Studio: scoperte su Cerere molecole fondamentali per la vita

ROMA. Per la prima volta sono stati visti con certezza 'mattoni' della vita fuori dal nostro pianeta: si trovano sul pianeta nano Cerere.

La scoperta, pubblicata su Nature sotto la guida di Maria Cristina De Sanctis, dell'Istituto Nazionale di Astrofisica (Inaf), e fatta grazie a uno strumento italiano a bordo della sonda Dawn, indica che queste molecole fondamentali per la vita si sarebbero formate in modo spontaneo sulla superficie del pianeta nano.

«Non avevamo mai visto così tanta chiarezza - ha spiegato De Sanctis - la presenza di materiali organici su altri corpi celesti. E, cosa ancora più importante, è che quasi certamente si sarebbero originati in loco, su Cerere, e non trasportati dall'impatto di altri oggetti».

Vir, lo spettrometro fornito dall'Agenzia Spaziale Italiana (Asi) con la guida dell'Inaf e realizzato da Leonardo, ha individuato senza ombra di dubbio la presenza di materiale organico in un'area di circa mille chilometri quadrati.

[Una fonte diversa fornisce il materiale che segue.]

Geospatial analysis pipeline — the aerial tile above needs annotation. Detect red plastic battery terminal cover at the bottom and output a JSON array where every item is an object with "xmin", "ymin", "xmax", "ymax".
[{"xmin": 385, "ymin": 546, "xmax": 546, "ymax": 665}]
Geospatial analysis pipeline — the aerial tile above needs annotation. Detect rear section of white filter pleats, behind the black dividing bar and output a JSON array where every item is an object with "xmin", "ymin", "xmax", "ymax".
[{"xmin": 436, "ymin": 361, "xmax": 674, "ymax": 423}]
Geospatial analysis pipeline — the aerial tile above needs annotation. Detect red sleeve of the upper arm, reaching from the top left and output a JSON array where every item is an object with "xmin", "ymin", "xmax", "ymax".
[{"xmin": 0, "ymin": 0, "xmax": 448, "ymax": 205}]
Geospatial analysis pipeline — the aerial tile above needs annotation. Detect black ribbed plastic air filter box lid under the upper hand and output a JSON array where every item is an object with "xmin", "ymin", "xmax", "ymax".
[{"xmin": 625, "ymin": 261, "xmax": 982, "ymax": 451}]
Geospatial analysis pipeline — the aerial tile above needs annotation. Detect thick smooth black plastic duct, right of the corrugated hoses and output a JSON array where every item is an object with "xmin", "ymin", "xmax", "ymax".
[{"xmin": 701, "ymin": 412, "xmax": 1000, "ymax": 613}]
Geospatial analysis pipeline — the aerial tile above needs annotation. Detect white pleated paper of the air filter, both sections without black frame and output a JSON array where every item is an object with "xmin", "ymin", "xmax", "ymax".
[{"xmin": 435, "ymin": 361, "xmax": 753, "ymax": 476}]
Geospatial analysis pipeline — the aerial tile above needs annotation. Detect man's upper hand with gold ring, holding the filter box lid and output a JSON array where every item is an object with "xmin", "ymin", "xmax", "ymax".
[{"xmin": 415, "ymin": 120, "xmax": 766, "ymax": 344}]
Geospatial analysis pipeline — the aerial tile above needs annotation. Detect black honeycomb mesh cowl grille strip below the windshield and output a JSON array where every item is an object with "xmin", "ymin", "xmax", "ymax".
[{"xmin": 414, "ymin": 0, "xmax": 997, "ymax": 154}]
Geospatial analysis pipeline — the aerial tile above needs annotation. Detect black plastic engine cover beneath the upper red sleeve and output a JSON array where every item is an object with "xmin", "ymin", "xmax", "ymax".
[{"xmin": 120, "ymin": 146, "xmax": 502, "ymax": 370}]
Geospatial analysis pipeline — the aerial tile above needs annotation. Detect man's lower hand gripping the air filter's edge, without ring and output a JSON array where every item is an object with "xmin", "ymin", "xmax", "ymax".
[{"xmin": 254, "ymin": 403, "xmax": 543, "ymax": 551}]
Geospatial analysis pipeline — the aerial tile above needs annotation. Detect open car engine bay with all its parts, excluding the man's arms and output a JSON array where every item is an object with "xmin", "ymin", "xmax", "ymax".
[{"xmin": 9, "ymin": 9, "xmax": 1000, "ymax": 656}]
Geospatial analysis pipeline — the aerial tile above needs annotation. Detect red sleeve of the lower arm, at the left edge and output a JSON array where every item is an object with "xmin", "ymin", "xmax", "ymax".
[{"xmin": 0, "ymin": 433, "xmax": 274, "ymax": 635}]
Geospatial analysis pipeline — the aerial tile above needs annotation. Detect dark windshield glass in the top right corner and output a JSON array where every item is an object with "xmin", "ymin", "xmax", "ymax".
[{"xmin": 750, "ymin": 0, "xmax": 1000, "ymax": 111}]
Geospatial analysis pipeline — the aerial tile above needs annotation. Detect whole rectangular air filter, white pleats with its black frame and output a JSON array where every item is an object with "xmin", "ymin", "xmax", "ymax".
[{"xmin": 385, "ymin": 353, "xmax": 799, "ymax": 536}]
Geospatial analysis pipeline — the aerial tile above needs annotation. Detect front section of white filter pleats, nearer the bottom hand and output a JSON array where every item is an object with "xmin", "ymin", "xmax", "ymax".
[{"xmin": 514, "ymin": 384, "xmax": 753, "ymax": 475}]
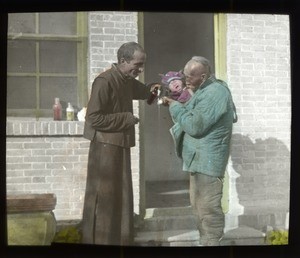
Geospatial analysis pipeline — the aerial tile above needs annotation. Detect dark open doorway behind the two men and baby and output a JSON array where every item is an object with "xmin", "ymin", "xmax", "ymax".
[{"xmin": 140, "ymin": 12, "xmax": 214, "ymax": 208}]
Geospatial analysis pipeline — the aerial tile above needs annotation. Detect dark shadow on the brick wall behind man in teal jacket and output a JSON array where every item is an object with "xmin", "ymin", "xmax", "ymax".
[{"xmin": 231, "ymin": 134, "xmax": 290, "ymax": 214}]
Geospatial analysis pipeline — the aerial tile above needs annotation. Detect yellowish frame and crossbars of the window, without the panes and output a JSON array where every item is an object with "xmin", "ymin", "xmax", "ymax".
[{"xmin": 7, "ymin": 12, "xmax": 88, "ymax": 120}]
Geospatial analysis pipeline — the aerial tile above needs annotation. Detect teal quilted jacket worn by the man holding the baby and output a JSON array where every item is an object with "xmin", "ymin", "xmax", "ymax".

Vari elementi indicherebbero che queste molecole considerate come dei mattoni fondamentali per la vita possano essersi formate direttamente sulla superficie di Cerere, dove sono presenti moltissimi materiali ricchi di carbonio, argille e grandi quantità di acqua allo stato ghiacciato.

«Non si tratta di tracce di vita - ha precisato De Sanctis - ma di un 'concentrato' di composti molto interessanti che rendono Cerere un luogo di grande 'appeal' per lo studio sull'origine della vita».

Varie missioni spaziali, come l'europea Rosetta, avevano già individuato la presenza di molecole organiche in vari corpi celesti ma si trattava soprattutto di amminoacidi, le componenti base delle proteine, e le osservazioni non offrivano certezze assolute.

I nuovi dati di Dawn dimostrano ora con certezza la presenza dei cosiddetti composti alifatici, gli elementi base usati dagli esseri viventi per la costruzione delle membrane cellulari.

«Non sappiamo ancora - ha spiegato l'astrobiologa Daniela Billi, dell'università di Tor Vergata ed estranea allo studio - come si sia sviluppata la vita sulla Terra, se attraverso processi avvenuti interamente sul pianeta oppure se trasportati 'preconfezionati' dall'esterno, oppure ancora un mix delle due».

Ma grazie ai nuovi dati sappiamo che alcune componenti base della vita possono avere origine in corpi celesti come Cerere.

«Composti - ha aggiunto Billi - che potrebbero essere stati trasportati, attraverso piogge di meteoriti, anche su Europa e Encelado dove potrebbero esistere le condizioni per lo sviluppo della vita».